Greer, Margolis, Mitchell, Burns & Associates, which eight years ago handled Mr. Clinton's first run for the presidency and also has worked on several Democratic and liberal causes, is slated to become part of St. Louis-based PR company Fleishman-Hillard early this year. The companies declined to reveal the deal's price.
Last July, Porter Novelli, another Omnicom PR firm, bought Goddard Claussen, a Republican-oriented agency that does advertising for public-policy issues. But the Greer Margolis purchase appears to mark the first time a major ad agency group will own a shop that does political advertising for candidates. "We don't anticipate it to be a problem," said John Graham, chairman-CEO of Fleishman-Hillard.
Omnicom's BBDO Worldwide Chairman Phil Dusenberry headed the Tuesday team that in 1984 created the advertising for Ronald Reagan.
Greer Margolis, buoyed by activity on behalf of political candidates last year, claims its advertising billings exceeded $90 million in 2000. The agency worked for the campaigns of Sen. Kent Conrad (D, Mont.); the gubernatorial runs of Frank O'Bannon (D., Indiana) and Bob Wise (D., W. Virginia) as well as for the Democratic National Committee and the Democratic Senatorial Campaign Committee. However, it was the shop's advertising for associations and public-affairs issues ranging from the state of California's anti-tobacco efforts to a national seat belt safety campaign that attracted Fleishman-Hillard.
Fleishman-Hillard has worked with the agency at least once before: It handled PR while Greer Margolis did the advertising for the American Association of Retired Persons when it rebranded itself as AARP, hoping to appeal to an audience that hadn't yet reached traditional retirement age.
With ad campaigns increasingly becoming a component of PR efforts in Washington and elsewhere - and pitches often incorporating both elements - officials of both the ad agency and the PR shop said it made sense to join forces. "We had talks with a couple of other holding companies, but thought this was the best fit," said Greer Margolis founder Frank Greer. "[Fleishman-Hillard] is the largest public-relations company, but does not have advertising as part of their holdings."

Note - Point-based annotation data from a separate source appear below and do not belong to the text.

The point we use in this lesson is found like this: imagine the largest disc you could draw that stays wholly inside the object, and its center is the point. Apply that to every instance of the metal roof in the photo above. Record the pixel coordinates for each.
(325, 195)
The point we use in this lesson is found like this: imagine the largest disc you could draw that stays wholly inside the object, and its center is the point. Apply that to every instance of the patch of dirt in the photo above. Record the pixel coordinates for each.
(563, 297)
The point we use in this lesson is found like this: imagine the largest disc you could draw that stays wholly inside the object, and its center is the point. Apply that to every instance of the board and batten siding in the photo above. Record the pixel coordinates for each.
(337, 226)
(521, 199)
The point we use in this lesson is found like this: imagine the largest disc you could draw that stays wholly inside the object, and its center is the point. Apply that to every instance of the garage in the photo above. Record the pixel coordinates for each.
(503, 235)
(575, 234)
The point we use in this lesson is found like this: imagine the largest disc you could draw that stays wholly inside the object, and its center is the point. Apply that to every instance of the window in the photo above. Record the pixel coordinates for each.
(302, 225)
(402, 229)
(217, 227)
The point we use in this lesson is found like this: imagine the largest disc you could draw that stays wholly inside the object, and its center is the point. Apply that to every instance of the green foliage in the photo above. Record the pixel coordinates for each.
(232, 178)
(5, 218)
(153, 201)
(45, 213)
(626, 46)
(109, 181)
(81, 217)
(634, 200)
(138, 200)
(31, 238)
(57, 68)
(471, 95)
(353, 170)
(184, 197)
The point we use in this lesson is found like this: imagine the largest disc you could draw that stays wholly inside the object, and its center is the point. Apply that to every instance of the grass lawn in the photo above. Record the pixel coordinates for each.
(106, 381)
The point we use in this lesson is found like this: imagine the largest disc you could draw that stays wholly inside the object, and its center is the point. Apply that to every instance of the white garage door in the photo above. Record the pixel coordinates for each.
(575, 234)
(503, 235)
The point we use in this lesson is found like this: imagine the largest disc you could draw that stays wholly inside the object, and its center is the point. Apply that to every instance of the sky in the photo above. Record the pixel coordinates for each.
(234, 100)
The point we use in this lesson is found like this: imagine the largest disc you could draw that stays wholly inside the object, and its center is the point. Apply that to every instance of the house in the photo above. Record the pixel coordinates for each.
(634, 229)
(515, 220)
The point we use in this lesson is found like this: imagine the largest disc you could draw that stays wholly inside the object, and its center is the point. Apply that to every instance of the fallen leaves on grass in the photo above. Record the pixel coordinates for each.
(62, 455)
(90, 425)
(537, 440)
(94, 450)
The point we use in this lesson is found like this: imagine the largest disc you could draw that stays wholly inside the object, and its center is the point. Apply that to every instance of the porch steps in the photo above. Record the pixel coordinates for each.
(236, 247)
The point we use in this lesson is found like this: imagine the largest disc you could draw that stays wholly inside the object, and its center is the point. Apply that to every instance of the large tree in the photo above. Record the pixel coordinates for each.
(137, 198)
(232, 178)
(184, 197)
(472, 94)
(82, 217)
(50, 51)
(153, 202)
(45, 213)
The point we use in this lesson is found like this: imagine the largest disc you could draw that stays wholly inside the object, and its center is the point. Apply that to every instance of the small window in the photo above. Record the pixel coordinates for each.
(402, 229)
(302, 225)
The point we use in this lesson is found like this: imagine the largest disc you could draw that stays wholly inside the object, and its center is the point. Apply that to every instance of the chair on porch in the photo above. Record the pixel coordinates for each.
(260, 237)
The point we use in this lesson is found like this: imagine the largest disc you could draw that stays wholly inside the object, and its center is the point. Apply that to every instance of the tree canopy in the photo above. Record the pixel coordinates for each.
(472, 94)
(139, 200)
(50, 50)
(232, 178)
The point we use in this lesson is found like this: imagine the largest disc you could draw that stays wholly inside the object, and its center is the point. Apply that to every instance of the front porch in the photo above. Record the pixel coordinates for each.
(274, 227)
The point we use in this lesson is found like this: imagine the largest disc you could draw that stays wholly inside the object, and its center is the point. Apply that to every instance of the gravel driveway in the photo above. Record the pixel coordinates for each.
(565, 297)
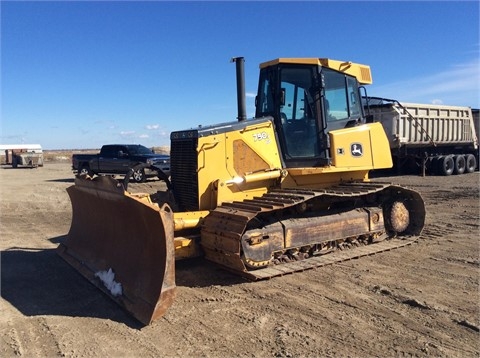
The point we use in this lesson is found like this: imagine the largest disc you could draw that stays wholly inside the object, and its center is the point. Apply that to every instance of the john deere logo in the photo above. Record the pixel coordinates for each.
(356, 149)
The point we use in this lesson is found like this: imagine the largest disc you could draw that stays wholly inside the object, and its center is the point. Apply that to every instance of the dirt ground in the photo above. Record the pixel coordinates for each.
(421, 300)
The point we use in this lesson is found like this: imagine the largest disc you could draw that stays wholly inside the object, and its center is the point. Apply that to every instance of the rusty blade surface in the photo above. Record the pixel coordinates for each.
(123, 245)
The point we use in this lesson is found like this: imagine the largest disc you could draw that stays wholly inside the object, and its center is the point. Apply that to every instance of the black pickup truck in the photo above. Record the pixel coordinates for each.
(120, 159)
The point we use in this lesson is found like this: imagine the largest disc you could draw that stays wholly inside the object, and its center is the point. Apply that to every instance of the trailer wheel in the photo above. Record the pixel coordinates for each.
(460, 164)
(85, 170)
(138, 175)
(446, 165)
(470, 163)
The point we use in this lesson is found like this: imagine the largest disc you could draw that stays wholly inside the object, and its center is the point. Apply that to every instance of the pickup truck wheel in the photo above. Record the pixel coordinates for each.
(138, 175)
(85, 170)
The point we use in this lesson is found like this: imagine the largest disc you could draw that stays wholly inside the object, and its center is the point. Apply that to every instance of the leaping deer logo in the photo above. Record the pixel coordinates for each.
(356, 149)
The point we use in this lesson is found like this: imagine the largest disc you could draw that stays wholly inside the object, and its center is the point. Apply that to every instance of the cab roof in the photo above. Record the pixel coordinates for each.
(361, 72)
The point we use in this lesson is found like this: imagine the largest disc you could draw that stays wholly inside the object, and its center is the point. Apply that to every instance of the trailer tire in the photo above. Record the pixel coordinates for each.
(138, 175)
(85, 170)
(460, 164)
(446, 165)
(470, 163)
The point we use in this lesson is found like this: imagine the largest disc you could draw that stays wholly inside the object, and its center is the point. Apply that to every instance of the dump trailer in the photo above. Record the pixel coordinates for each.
(27, 155)
(283, 192)
(439, 139)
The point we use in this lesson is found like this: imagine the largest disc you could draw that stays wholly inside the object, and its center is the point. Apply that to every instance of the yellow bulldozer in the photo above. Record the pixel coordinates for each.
(283, 192)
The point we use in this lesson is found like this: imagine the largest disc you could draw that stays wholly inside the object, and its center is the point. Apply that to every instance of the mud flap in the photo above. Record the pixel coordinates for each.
(123, 245)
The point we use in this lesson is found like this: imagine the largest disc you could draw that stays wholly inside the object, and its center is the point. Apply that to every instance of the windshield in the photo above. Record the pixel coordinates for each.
(139, 150)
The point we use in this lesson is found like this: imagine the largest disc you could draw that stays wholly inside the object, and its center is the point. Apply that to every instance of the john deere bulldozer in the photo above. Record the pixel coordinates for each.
(283, 192)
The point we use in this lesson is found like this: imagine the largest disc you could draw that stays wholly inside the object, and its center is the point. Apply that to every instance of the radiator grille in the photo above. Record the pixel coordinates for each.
(183, 163)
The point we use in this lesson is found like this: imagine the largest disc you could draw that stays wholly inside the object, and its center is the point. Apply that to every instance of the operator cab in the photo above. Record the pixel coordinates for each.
(308, 98)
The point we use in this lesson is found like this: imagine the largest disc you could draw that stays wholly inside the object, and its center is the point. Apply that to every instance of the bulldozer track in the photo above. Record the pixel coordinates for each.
(331, 258)
(223, 229)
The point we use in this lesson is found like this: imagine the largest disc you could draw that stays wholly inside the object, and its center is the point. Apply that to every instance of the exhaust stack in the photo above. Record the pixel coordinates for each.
(241, 103)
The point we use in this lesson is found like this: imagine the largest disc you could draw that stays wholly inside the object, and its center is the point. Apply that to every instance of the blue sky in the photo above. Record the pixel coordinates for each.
(81, 74)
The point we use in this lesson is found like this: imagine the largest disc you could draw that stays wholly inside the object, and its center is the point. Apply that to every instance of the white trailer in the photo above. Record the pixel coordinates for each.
(30, 155)
(439, 139)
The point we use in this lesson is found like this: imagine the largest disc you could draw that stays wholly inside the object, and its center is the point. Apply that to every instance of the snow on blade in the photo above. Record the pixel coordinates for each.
(108, 279)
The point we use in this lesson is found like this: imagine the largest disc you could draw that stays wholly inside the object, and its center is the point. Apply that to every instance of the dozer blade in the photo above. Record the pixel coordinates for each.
(123, 245)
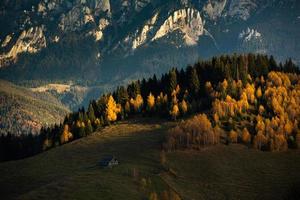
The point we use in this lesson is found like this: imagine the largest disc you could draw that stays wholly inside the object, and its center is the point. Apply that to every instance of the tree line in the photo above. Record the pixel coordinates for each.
(176, 94)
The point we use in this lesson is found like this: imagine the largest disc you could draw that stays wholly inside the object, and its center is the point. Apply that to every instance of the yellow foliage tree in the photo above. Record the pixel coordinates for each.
(246, 137)
(183, 107)
(233, 136)
(153, 196)
(174, 111)
(137, 103)
(150, 102)
(112, 109)
(66, 135)
(258, 92)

Mr. Graham said the two already share some clients, but he didn't name them. "I think [the purchase] will really complement what we will do," he said. "The most compelling reason is we really like these guys."
Greer Margolis has done some PR work, although it didn't have an extensive public-relations staff. Fleishman has done some advertising, but since it didn't have much of an ad staff, it sometimes called on its Omnicom partners.
Mr. Greer said his ad agency will continue to operate out of separate offices from Fleishman in Washington, Los Angeles and Seattle, and will continue to be involved in Democratic Party campaigns. Both the ad agency and the PR agency will make individual decisions about which projects to take on.
Besides Mr. Greer, the agency's remaining partners, Jim Margolis, David Mitchell and Annie Burns, also agreed to stay on.